Onlardan daha iyi durumda olan bir üst yüzde 20’lik gelir dilimi haneleri ise 1,1 asgari ücret yerine ortalama 1,8 asgari ücretle yaşamlarını sürdürme olanağına sahiptiler. Alttan veya üstten üçüncü gelir dilimi olan orta dilim haneleri bu iyileşmeyi hane başına ortalama 2,6 asgari ücretle gerçekleştiriyorlardı. Ancak bu tabloyu bugüne, 2023’e taşıdığımızda kentsel Türkiye hanelerinin en az yüzde 60’ına 3 asgari ücretten fazla gelir girmediği, giremediği için o haneler yoksullukla boğuşma zorunluluğu ile karşı karşıya kalan yoksul ailelerdir. Çünkü dört kişilik bir aile için yoksulluk sınırı 2022’nin sonuna gelinirken 25 bin TL’nin üzerine çıkmış ve haneye -tartışılmakta olan asgari ücret rakamlarına göre- en az üç asgari ücret girmedikçe o hanenin yoksulluk sınırını aşma olasılığının olmadığı da ortada değil mi?
Sonuçta bu olgu da hane ve birey gelir dağılımının -özellikle son yıllarda- daha da bozulmasıyla birlikte, Türkiye’de yoksul oranının hanelerin yüzde 60’ını aşması ve yoksulların iktidar bağımlılığı, Türkiye’yi nasıl bir geleceğin ve iktidarın beklediği sorusunu da akla getiriyor. Evet akla getiriyor ama, bunun da tek bir yanıtı yok ….
[1] Tüzün, Sezgin,. Araştırma Denilince, Bağlam Yayınları 479, İnceleme-Araştırma 317, İstanbul 2021 (Ss :72-81)

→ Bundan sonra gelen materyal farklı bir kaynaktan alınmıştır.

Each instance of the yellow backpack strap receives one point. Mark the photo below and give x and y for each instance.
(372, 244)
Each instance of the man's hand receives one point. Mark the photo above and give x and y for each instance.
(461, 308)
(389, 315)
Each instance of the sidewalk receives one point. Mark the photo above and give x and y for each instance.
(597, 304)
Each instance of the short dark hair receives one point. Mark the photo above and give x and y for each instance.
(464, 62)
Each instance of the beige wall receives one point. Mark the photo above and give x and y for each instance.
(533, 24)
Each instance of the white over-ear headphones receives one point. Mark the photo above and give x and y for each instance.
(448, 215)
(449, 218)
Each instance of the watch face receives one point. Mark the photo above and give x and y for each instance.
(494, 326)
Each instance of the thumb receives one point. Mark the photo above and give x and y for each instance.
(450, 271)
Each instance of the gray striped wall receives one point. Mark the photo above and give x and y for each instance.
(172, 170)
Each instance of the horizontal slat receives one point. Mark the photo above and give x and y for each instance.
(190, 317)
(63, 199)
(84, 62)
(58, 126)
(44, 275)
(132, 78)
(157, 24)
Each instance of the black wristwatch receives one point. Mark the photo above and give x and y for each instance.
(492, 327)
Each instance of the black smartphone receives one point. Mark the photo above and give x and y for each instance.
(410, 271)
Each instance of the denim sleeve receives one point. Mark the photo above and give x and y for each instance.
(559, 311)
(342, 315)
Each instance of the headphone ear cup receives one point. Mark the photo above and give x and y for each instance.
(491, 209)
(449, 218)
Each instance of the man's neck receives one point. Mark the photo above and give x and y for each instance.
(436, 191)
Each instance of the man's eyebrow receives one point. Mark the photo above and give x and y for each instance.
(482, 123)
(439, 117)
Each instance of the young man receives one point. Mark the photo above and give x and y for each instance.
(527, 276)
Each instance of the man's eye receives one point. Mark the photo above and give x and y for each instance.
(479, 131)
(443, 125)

[2] Kullanılabilir hane geliri, hane üyelerinin tümünün vergi ve sigorta kesenekleri hariç ellerine geçen her türlü net gelir ile, yaşanılan konut aile üyelerinden birine ait ya da kira ödemeden oturulan bir konut ise, o konutun emsal kira değeri dahil haneye giren gelirlerin toplamı o hanenin aylık / yıllık toplam kullanılabilir geliri olarak tanımlanmaktadır.
[3] Dünya Bankası’nın ‘World Development Indicators’ verilerine göre 2000-2004 döneminde Türkiyede kişi başı ulusal gelir 2000 yılı için 4189,48 dolar, 2002 için 3553,09 ve 2004 için de 5832,69 dolar olarak açıklanıyor. 2020 ve 2021 yılları için TUİK’in açıkladığı kişi başına ulusal gelirin ABD Doları karşılıkları 8600 ve 9592 dolar olarak hesaplanıyor.
[4] 01.08.2004 tarihinde Resmi Gazete’de yayımlanan asgari ücret yönetmenliğinde söz konusu ücret bu şekilde tarif ediliyor.